Kapı arkamdan kapanmamıştı ve mavi gözlerini üzerimde hissediyordum. Asansörlere doğru ilerlerken sekreter ayağa kalkıp heryeri sarsan topuklularıyla Poyraz'ın odasına doğru yürümeye başladı. Icimde ki rahatsiz edici düşünceleri bir kenera atıp kafamı boşaltmam gerekiyordu. Kapı arkamdan gürültülü şekilde kapanınca nefesimi tutmayı bıraktım.

Holdingten  dışarı çıkar çıkmaz derin nefesler aldım. Yağmur yağmaya başlamıştı. Su damlaları kavrulmuş vücudumu serinletiyordu. Bir taksi durdurup hastahaneye doğru yol aldım. Bu adam tehlikeli olduğu kadar acımasızdı da. Herşeyi kendim bilirim tavırlarıyla idare ediyordu. Ailesi yok muydu? Gerçekten ben neden bu olayı ailesi ile paylaşmadım. Hiç olmazsa ailesi bu Poyraz denen kişi gibi değildir daha iyi birileridir. Taksi hastahaneye yaklaştığında kapının önüne gelmeden indim. Biraz yürüsem rahatlayabilirdim. Şu hayat bizi nerelere getiriyordu. En çok istediğim şeyde şu Poyraz gibi insanların dünya da yeri olmamasıydı. Sözlerinin hala beni neden incittiğini anlayamıyordum. Hiç tanımadığım bir insanın sözleri kalbime ok gibi saplanmıştı. Hastahane kapısına gelene kadar sırılsıklam olmuştum bile. Kapıdan girip doğruca danışmana doğru ilerledim. Aklıma holdingteki zıpır kızlar geldi. Kendilerini bişey sananlar.
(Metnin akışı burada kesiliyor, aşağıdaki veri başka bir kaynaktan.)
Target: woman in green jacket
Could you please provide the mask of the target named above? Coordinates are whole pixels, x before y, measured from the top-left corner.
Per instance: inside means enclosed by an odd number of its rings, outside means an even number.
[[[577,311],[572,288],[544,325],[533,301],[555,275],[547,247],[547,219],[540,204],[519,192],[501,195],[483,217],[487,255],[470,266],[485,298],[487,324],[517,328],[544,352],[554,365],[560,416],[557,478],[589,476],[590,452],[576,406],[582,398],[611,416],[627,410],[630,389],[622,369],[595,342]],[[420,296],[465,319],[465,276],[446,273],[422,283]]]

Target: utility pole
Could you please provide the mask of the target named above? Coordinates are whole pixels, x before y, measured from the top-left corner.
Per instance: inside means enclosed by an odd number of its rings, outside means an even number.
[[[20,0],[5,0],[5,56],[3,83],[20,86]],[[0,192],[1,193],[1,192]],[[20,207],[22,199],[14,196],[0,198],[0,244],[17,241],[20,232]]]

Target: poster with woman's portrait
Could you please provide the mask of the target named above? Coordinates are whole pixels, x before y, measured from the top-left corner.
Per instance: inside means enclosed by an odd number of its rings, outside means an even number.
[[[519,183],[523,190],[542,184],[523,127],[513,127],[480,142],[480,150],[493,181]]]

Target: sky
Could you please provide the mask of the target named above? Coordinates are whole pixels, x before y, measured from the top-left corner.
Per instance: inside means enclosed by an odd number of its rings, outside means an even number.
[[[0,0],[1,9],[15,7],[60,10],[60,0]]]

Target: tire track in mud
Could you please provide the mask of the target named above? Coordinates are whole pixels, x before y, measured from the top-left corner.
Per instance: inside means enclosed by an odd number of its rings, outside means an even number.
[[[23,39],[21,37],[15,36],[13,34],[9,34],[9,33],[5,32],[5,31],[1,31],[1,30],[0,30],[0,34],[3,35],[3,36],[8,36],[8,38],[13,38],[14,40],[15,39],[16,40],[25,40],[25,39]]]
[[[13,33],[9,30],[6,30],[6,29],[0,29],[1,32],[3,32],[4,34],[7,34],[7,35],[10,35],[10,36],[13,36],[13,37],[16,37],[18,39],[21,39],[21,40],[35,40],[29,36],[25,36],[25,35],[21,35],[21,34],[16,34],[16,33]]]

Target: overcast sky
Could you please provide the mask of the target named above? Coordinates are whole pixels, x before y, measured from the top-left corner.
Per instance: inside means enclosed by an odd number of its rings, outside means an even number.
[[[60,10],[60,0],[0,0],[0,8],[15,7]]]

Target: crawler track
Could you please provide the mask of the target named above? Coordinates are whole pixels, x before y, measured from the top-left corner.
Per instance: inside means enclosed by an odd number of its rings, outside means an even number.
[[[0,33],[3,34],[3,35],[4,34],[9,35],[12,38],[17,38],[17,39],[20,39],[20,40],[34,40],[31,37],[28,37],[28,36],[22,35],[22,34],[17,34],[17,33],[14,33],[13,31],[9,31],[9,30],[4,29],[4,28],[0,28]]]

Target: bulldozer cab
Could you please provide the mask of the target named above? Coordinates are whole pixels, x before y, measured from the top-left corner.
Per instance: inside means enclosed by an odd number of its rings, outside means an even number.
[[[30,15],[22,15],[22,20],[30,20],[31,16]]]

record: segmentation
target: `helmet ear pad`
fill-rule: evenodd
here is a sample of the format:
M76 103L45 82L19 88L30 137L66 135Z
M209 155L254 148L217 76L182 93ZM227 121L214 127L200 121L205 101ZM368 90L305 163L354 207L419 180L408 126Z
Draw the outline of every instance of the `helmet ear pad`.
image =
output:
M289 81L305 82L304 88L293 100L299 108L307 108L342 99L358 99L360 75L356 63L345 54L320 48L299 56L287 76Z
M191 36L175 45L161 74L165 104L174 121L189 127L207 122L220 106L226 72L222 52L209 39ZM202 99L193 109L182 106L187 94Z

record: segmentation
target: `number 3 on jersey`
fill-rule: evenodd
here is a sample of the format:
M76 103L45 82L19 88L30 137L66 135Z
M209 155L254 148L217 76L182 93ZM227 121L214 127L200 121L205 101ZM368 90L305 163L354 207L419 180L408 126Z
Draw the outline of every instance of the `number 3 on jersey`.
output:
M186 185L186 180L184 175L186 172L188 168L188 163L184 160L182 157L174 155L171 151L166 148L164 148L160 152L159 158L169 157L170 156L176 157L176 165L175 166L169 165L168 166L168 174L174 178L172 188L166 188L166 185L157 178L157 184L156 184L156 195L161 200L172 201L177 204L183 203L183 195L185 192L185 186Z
''Burak Seymen, normal bir odaya alınacaktı. Alındı mı?'' dedim normal çıkmayan sesimle.

Kadın bilgisayardan birkaç şey baktı. Hala alınmamışsa her zamanki gibi beklemem gerekecekti. Bu hayatta hep bekliyordum zaten.

'' 5. kat 205 nolu odada yalnız hala tedavisi tamamlanmamış'' dedi

Gülümseyerek teşekkür ettim. Kalabalık asansör grubuna doğru ilerledim. Son anda yetiştiğim asansörle 5. kata çıkmıştım. Asansörden adımı mı atar atmaz ağbimin bağırışlarını duydum Sesin geldiği yeri bulmam zaman alsada sonunda odayı bulmuştum. Ayağa kalkmaya çalışıyordu birkaç doktor bunu istemediği için bağırıyordu demek. Odaya adımımı atınca bağırmayı kesmişti.